WIPO. The UN's World Intellectual Property Organization (Geneva), which administers the PCT and publishes the annual filing league tables cited throughout this briefing.
CNIPA / USPTO. China's and the US's national patent offices. A CNIPA or USPTO filing is a domestic application; a granted patent is the enforceable right that survives examination — a far higher bar than a filing.
Patent family. The set of filings, across multiple offices, covering one invention. Counting families counts inventions; raw filing counts can multiply a single invention across many offices.
Abroad-filing rate. The share of an origin's applications also filed at a foreign office, on WIPO's resident-vs-abroad origin basis — a rough proxy for how globally valuable the holder judges the IP. China's 6.9% (WIPO, 2025) is the lowest among the top 20 origins; on a related measure, WIPO counts 96.7% of China-origin patent families as single-office. Distinct from foreign-oriented patent families, a measure on which the US, not China, leads.
"Irregular" filings. Applications CNIPA treats as abnormal — filed for subsidy, ranking or quota reasons rather than genuine invention. CNIPA's December 2025 report disclosed 597,000 investigated in 2024 — about 10% of all filings (invention patents, utility models and designs, ~5.8M combined), not of the 1.8M invention patents alone.

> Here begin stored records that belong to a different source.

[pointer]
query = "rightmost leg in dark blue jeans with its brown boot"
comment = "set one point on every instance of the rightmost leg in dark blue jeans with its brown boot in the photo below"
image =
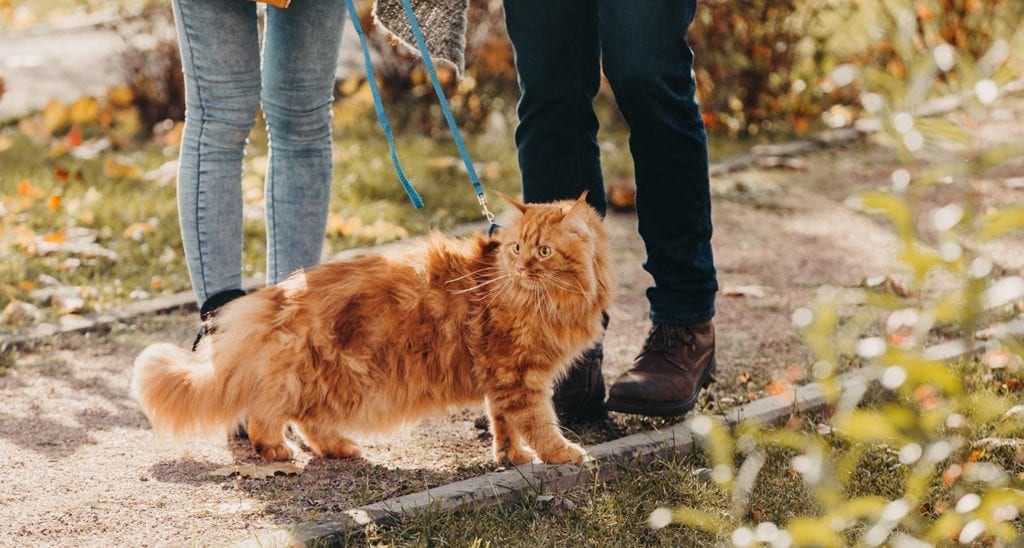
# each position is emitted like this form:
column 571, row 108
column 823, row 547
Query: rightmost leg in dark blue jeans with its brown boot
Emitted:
column 650, row 67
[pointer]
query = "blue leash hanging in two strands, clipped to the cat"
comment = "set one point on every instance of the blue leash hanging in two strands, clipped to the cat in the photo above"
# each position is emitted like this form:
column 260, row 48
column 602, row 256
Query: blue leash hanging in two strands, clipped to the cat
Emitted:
column 421, row 45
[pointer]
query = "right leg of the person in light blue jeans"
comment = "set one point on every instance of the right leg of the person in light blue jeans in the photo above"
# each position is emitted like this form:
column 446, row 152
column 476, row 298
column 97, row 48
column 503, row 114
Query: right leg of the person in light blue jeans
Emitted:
column 301, row 55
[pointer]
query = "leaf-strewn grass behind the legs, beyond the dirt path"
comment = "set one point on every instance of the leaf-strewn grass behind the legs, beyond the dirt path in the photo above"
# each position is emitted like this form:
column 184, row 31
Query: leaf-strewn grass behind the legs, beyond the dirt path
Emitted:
column 368, row 204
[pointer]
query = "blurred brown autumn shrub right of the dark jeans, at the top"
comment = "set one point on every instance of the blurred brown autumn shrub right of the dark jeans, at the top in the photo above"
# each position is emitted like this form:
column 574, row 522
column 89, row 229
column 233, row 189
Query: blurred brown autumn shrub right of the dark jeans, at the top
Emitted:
column 763, row 64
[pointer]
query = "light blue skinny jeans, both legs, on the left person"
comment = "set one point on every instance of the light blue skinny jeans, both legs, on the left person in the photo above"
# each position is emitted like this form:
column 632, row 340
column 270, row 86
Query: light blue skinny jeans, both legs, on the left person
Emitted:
column 226, row 85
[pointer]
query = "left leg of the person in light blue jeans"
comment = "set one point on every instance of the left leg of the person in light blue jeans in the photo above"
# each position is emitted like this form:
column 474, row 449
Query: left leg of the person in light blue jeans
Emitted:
column 220, row 53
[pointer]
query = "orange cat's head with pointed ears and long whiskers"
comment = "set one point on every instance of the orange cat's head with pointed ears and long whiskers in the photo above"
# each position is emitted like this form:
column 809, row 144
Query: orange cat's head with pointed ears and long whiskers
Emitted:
column 559, row 247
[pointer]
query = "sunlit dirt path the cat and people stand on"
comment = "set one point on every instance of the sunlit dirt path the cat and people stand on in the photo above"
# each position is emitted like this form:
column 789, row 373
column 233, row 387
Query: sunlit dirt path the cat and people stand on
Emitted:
column 80, row 466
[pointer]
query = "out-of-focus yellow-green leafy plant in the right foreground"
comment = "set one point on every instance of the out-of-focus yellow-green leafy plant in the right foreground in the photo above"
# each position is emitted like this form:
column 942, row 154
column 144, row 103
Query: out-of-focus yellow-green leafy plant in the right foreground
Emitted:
column 944, row 401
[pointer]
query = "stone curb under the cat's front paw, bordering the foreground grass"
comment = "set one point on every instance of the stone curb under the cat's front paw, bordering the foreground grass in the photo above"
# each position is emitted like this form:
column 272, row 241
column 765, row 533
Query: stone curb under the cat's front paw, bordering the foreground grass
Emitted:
column 533, row 480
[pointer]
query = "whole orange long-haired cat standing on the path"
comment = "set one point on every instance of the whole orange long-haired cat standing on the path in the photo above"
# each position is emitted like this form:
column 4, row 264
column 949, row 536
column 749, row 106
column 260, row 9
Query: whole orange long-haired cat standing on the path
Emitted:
column 368, row 346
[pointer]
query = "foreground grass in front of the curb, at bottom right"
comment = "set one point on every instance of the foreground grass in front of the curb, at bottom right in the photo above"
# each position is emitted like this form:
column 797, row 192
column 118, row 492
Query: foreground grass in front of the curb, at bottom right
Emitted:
column 616, row 513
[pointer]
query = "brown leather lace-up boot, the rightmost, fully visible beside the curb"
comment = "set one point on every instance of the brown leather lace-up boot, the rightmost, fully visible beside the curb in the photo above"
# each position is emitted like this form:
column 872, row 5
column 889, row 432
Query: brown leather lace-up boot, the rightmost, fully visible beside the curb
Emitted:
column 675, row 364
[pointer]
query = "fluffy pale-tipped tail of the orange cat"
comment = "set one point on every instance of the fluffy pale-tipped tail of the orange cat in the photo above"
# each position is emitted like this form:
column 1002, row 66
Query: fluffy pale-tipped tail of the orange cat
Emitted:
column 183, row 394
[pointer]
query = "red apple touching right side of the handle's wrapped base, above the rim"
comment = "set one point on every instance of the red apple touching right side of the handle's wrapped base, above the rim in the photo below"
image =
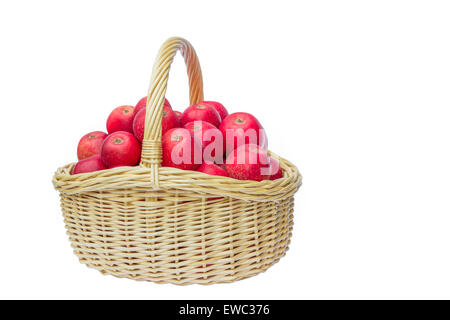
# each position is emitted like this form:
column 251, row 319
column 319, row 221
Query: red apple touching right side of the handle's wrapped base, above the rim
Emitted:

GenAI patent families. Filings covering generative-AI inventions (2014–23, per WIPO's 2024 landscape). China filed ~38,210, roughly 6× the US; six of the top ten applicants are Chinese.

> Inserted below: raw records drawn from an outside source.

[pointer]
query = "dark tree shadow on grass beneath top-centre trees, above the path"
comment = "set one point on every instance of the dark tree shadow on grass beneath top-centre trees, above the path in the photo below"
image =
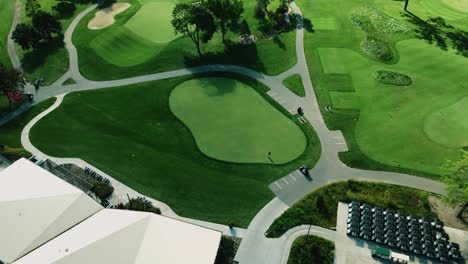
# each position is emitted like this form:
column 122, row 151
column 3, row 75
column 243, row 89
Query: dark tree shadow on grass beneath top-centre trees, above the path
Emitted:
column 234, row 53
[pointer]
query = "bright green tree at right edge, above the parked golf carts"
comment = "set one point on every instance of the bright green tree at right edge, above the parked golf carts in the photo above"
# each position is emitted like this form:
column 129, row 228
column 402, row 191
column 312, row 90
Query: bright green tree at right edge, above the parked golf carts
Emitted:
column 455, row 176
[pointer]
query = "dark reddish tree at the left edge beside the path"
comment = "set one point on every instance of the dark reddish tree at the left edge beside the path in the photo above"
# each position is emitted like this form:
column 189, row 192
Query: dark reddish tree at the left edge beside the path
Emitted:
column 11, row 80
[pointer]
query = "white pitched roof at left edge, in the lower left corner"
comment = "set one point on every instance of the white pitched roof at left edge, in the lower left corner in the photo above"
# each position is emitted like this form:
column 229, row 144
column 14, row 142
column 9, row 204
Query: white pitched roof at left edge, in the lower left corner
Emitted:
column 36, row 206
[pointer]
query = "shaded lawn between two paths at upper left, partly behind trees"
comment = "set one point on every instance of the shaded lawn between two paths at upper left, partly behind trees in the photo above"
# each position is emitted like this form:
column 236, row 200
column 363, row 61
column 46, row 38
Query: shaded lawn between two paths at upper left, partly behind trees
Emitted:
column 50, row 61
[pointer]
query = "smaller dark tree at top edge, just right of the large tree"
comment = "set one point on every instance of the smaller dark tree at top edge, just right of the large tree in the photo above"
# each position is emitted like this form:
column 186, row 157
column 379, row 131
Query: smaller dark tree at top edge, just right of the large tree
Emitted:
column 227, row 14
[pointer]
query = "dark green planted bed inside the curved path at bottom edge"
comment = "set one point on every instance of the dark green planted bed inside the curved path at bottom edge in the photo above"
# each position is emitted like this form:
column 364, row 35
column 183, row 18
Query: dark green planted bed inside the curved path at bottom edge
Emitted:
column 312, row 250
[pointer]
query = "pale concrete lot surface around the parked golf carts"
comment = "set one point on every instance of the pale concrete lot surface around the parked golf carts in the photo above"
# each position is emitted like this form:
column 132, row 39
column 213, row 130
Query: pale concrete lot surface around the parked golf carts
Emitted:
column 357, row 250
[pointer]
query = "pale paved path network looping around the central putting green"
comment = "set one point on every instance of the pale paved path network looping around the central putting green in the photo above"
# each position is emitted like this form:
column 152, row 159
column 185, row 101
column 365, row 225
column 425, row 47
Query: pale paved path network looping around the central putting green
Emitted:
column 255, row 247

PCT filings vs. US grants. Two different tables that reward different things: PCT rewards cross-border filing volume; US grants reward inventions that clear examination — which is why Huawei tops PCT while Samsung tops grants.

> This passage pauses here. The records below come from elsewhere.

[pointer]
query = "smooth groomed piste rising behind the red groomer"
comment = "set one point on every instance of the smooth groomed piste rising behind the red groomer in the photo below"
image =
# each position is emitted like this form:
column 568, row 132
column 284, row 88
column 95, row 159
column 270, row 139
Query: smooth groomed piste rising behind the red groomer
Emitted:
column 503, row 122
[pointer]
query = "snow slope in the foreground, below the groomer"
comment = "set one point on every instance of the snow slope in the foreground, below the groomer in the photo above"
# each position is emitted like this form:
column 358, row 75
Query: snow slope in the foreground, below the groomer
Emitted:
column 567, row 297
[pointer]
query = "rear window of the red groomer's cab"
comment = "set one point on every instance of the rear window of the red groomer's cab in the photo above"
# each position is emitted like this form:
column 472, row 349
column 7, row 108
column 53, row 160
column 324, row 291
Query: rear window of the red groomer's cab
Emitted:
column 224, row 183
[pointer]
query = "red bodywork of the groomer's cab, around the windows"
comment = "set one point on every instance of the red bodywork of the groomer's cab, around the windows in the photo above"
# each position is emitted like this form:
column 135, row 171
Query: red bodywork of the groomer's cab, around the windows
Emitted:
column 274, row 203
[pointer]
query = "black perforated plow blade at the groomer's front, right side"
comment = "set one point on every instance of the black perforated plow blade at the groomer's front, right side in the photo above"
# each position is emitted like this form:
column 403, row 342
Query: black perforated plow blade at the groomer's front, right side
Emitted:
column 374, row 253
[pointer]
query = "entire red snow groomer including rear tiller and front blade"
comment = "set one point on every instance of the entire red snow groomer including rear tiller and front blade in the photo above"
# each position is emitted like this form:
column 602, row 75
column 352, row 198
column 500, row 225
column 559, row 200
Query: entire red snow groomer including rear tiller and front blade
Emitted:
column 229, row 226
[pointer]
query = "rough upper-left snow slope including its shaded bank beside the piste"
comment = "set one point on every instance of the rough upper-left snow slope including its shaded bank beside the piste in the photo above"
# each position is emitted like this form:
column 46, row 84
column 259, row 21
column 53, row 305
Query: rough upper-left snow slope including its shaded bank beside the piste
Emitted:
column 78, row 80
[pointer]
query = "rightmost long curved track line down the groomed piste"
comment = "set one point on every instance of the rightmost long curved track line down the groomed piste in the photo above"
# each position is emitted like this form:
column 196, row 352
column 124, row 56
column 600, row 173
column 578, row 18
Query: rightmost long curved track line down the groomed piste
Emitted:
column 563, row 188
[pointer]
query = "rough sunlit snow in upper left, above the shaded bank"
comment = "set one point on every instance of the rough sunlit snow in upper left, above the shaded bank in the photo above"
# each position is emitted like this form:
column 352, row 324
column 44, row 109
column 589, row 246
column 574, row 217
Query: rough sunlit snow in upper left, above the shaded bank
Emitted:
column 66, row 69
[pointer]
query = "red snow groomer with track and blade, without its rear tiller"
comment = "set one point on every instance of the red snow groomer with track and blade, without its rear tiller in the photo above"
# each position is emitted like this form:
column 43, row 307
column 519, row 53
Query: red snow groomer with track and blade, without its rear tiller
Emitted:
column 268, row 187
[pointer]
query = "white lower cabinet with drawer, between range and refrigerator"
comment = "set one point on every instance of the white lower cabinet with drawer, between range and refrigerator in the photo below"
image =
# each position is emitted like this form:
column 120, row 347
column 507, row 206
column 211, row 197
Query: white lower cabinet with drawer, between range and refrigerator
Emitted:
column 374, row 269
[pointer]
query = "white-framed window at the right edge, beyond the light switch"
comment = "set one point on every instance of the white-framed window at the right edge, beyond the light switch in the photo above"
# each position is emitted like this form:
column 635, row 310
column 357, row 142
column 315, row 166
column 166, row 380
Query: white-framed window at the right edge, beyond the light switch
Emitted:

Strategic Implications & Outlook
1
China's lead is widening
China passed the US in PCT filings in 2019 and now leads by roughly 21,000 (73,718 vs 52,617). The gap is widening largely from one side: China's international volume has stayed elevated — plateauing near 70,000 before rising 5.3% in 2025 — while US filings have fallen four years running (since 2022). IBM has moved to a deliberately selective patenting policy; whether other filers are leaning on trade secrets is an open question. China's filings are supported by substantial government industrial-policy programs in telecom, batteries, semiconductors and AI.
2
A filing is not an enforceable patent
A PCT application reserves a right; it is not a granted, enforceable patent. WIPO counts 96.7% of China-origin patent families as single-office — filed in one jurisdiction and never pursued abroad — while abroad filings make up just 6.9% of China's total applications, the lowest share among the top 20 origins (WIPO, 2025). CNIPA's December 2025 report disclosed 597,000 "irregular" applications investigated in 2024 — roughly one in ten of CNIPA's ~5.8 million filings that year (invention patents, utility models and designs combined), though a far higher share measured against invention patents alone. China leads on volume; what each filing is worth varies widely.
3
Japan still has the broadest bench
Counting organizations rather than filings, Japan still fields the deepest bench — 32 in the PCT top 100, against China's 24 and the US's 17. And US grant tables tell a different story: Samsung, TSMC and Qualcomm lead the patents actually issued by the USPTO, where PCT-leader Huawei ranks only fourth.
4
Ownership is what the count leaves out
A count shows where innovation is occurring. Ownership shows who holds the resulting rights — and the networks behind them. A single filing may sit inside a private startup, a provincial SOE, a PLA-linked university, or a company subject to US sanctions. Those distinctions rarely appear in patent databases but often matter more than the patent itself. For an intelligence reader, the ownership network behind a filing is usually worth more than the count.